Yüzyıl boyunca yapılan katliamların, işgal edilen yurtların, yuvaların, başı ezilen filizlerin çektiklerinden sonra buyurun yeni acı sofrası diye önlerine bırakılan zalimlik.
Tarih boyunca Kudüs kimde ise dünyayı o yönetmiş,
Kudüs’ü İsrail’in başkenti ilan eden zalimler, yapmadık zulüm bırakmadık madem, bu ilhak infazı da, yüzyılın buluşu olsun dediler.
Bab ür Rahme kapısı ile Zeytun Dağı bileşkesini kur, tanrıya ulaş.
Ne acı ki İslam ülkeleri de, iki delinin paçavrasını alıp baş üstü bırakabilmekteler.
Filistin Müftüsü Şeyh Hüseyin, “Bugün Kudüs’ü hedef alanlar yarın sizi hedef alacaklar. Irak’ı yıktıklarında bunu görmeniz gerekiyordu. İşte Suriye’yi de yıktılar. İbret almadınız mı?” demekte.
New York Times’ ta kaleme alınan makalede, Trump'ın sözde barış planı için "ciddiye alınması en zor plan" ifadeleri kullanıldı. "Uzun zamandır beklenen bu 'anlaşma', İsrail'in sağ kanadına istediklerini veriyor" denildi.
"Nereden bakarsanız bakın, 'Yüzyılın Anlaşması' olarak lanse edilen plan, başı belada olan iki politikacının yeniden seçilmek için, Netanyahu Mart başında ve Trump Kasım’da, kendi sağcı tabanını memnun etmeye çalışan gündem değiştirmeye yönelik alaycı bir girişim olarak görünüyor. Analistler, anlaşmanın daha doğmadan öldüğünü ve daha da kötüsü, Amerika'nın gelecekteki arabuluculuk rolünden feragat ettiğini ilan etti."
Trump'ın düşündüğünün aksine planın Filistinliler tarafından reddedilebileceği belirtildi.

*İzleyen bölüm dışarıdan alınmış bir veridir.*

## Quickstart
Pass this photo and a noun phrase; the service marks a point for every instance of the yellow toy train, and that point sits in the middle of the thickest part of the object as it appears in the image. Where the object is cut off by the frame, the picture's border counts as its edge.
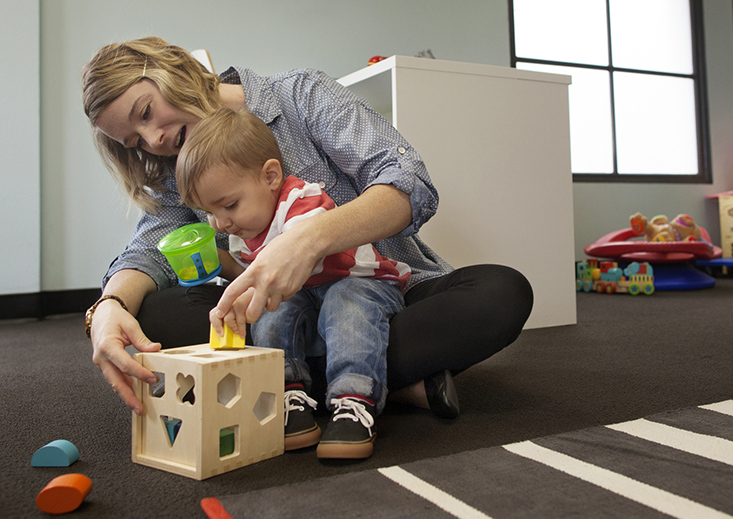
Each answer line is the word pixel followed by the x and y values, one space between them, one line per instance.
pixel 606 277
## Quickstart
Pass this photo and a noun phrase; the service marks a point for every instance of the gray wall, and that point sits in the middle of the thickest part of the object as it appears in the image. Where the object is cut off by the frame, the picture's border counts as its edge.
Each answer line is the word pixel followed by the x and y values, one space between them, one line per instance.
pixel 20 234
pixel 85 220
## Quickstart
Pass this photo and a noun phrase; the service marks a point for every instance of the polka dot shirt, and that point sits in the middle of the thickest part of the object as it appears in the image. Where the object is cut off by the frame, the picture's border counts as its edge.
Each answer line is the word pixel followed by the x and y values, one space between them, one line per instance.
pixel 327 135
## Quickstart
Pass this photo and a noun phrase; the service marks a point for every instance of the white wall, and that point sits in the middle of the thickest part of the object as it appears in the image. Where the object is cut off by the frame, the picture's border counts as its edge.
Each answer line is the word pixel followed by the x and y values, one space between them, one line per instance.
pixel 84 220
pixel 19 148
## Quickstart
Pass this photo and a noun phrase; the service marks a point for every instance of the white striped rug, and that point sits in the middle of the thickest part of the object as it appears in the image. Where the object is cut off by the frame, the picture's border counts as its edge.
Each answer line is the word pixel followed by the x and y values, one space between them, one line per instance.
pixel 674 464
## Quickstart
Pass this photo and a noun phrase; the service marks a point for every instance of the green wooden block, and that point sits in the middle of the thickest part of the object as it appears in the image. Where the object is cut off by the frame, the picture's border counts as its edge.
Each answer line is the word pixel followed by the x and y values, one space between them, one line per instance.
pixel 226 442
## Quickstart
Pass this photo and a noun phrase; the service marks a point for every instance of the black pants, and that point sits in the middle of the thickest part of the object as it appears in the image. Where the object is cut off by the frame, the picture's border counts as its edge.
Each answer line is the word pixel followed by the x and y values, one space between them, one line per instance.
pixel 450 322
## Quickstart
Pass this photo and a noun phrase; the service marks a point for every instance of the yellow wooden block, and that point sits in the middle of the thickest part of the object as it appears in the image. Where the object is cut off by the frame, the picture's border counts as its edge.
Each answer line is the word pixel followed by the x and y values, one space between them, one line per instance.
pixel 229 341
pixel 217 410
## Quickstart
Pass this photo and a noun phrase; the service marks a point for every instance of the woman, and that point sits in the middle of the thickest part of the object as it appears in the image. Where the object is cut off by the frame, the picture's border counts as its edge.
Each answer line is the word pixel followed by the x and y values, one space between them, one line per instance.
pixel 143 98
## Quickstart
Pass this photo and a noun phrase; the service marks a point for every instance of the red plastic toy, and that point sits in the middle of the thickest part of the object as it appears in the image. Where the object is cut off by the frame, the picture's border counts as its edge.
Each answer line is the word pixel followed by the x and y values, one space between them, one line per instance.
pixel 620 245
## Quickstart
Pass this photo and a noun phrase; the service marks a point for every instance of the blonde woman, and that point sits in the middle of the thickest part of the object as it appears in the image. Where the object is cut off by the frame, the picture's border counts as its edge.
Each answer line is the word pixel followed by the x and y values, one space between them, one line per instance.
pixel 144 97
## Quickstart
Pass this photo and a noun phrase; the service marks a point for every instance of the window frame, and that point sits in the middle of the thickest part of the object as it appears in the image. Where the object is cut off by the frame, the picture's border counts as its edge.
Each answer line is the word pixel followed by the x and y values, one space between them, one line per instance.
pixel 699 76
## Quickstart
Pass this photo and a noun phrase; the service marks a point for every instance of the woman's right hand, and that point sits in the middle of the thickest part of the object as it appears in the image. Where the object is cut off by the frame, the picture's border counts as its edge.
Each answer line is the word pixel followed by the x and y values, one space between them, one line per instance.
pixel 113 328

Sözde planın, Siyonist İsrail'e neredeyse tüm İsrail yerleşimlerini ve Ürdün Vadisi’ni hemen ilhak etme hakkı verdiğine dikkat çekilen makalede, önerilen Filistin Devleti'nin İsrail askeri gözetiminde olacağının altı çizilerek, "Filistinliler, planda istenilen bir dizi katı koşulları yerine getirse bile; bu 4 yıllık sürenin sonunda kendisine etkili olarak belirsiz bir şekilde veto hakkı verilen İsrail, koşulların karşılanıp karşılanmadığına karar verecek." denildi.
Trump'ın sözde barış planının, Siyonist İsrailli milliyetçilerle kendi Yahudi ve evanjelik bağışçılarının isteklerini yansıttığı vurgulanarak, "Plan, anlamlı bir Filistin egemenliği veya halkının durumunda gerçek bir gelişme için umut vadetmiyor gibi görünüyor".
Kudüs tarih boyunca Müslümanlarındı.
Kudüs sadece Filistinlilerin değil, sadece Arapların da değil bütün Müslümanlarındır.
İlk kıblemizden, güzel mescitlerimizden vaz geçecek değiliz.